Les deux fondateurs d’Axe Immobilier sont à la recherche d’un directeur général qu’ils veulent associer et à qui ils espèrent confier l’avenir de cette PME créée en 1993 au plus fort de la crise immobilière. « J’y ai trouvé un savoir-faire éprouvé, un fonctionnement fluide et une très belle équipe, notamment technique », relate Cédric de Lestrange. Surtout, le nouveau directeur général d’Axe Immobilier apprécie le sens du risque et la notion de cycle. « Bien développer, c’est développer à contrecycle. C’est ce qu’Alain Beynet et Alain Delaporte ont réussi dans les années 1990 et 2000. C’est ce qui a été fait à Montrouge, puis pendant la crise sanitaire à Montreuil. C’est ce que nous relançons depuis neuf mois. » En clair, acheter au son du canon et vendre au son du violon.

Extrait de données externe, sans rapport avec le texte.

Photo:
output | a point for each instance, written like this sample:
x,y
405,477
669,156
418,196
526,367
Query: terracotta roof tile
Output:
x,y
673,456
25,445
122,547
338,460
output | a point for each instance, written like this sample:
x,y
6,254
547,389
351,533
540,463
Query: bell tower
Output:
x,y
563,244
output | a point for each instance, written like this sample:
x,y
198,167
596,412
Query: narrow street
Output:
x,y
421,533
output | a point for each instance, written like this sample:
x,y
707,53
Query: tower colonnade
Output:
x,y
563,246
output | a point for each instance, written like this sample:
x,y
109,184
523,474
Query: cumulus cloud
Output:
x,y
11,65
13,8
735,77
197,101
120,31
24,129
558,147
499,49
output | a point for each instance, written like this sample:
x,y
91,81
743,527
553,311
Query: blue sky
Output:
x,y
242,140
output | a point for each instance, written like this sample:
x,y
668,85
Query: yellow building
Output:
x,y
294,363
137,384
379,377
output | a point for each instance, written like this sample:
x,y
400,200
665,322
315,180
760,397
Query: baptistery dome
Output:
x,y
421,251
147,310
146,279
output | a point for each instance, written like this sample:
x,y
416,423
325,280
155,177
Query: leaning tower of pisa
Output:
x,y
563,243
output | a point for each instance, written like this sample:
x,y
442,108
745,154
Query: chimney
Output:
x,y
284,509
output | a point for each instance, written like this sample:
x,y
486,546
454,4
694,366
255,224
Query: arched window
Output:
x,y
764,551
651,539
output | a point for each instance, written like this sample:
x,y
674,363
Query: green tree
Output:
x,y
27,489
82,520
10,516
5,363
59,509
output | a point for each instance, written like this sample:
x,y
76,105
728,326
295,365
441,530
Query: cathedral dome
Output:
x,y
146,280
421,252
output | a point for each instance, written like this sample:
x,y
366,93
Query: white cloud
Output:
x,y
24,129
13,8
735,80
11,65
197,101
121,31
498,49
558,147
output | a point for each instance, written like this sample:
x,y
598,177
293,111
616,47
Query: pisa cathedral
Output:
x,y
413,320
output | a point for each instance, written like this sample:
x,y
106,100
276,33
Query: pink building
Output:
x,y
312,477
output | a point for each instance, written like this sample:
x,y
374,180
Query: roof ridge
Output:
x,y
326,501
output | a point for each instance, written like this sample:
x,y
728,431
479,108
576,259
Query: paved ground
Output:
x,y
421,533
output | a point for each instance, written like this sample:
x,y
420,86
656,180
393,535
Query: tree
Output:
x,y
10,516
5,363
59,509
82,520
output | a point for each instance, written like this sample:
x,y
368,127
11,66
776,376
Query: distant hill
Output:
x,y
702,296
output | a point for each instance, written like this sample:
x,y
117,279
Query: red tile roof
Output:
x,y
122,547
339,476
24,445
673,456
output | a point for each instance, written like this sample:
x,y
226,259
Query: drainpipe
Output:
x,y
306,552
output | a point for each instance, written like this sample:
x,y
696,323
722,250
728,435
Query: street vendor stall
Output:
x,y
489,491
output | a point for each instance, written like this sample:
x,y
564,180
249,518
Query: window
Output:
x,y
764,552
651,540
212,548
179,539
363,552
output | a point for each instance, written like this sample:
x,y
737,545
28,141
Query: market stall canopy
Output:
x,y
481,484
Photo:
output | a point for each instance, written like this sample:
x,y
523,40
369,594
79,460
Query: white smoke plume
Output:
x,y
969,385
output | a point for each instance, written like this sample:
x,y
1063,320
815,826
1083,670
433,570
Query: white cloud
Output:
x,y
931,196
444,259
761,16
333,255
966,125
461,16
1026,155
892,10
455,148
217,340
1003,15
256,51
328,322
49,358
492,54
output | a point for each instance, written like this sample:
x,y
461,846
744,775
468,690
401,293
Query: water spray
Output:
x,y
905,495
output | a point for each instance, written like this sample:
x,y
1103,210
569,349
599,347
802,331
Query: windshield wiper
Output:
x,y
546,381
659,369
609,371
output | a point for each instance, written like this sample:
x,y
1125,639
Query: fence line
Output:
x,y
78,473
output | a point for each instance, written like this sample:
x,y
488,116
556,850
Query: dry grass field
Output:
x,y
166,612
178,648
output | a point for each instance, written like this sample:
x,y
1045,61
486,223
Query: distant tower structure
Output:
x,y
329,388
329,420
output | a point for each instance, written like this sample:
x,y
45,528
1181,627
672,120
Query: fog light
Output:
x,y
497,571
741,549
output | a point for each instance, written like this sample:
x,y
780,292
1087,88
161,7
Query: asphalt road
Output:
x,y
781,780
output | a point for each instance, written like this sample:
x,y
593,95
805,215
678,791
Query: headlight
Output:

Axe Immobilier est revenu sur le marché parisien, s’offrant « off market » le 111 rue Cardinet, le 7 rue de Surène et le 33 rue Miromesnil. Des immeubles rincés, mais superbement placés, sur lesquels le groupe entend bien créer de la valeur dans un marché qui cherche avant tout à en perdre le moins. « Nous restons prudents par nature, mais serons plus offensifs que beaucoup d’autres dans les mois à venir pour prendre la vague de la reprise. »
Devenu président d’Axe Immobilier et seul mandataire cet été, Cédric de Lestrange entame sa troisième vie, celle d’entrepreneur, avec « enthousiasme et optimisme » et avec la volonté de conforter la position d’Axe Immobilier comme « un développeur innovant pour que l’immobilier, résidentiel comme professionnel, soit efficace et durable, écologiquement comme patrimonialement ».
Une vie professionnelle qui vient s’ajouter à de nombreux engagements personnels. Il est notamment le cofondateur, aux côtés d’Anne Coffinier, de la Fondation Kairos abritée par l’Institut de France, dont la mission est de promouvoir de nouvelles pédagogies éducatives.
A-t-il le temps de tout faire ? Ce père de trois enfants, féru d’histoire, amoureux du patrimoine (sa femme, ancienne avocate, travaille pour la Sauvegarde de l’art français, la plus ancienne fondation soutenant le patrimoine), imprégné de culture cinématographique et passionné de lecture, est un bosseur. « Je fonctionne au mérite. » Et comme le dit si bien sa mère, « on va y arriver ».
*Géopolitique du pétrole, Éditions Technip, avec Pierre Zelenko et Christophe-Alexandre Paillard.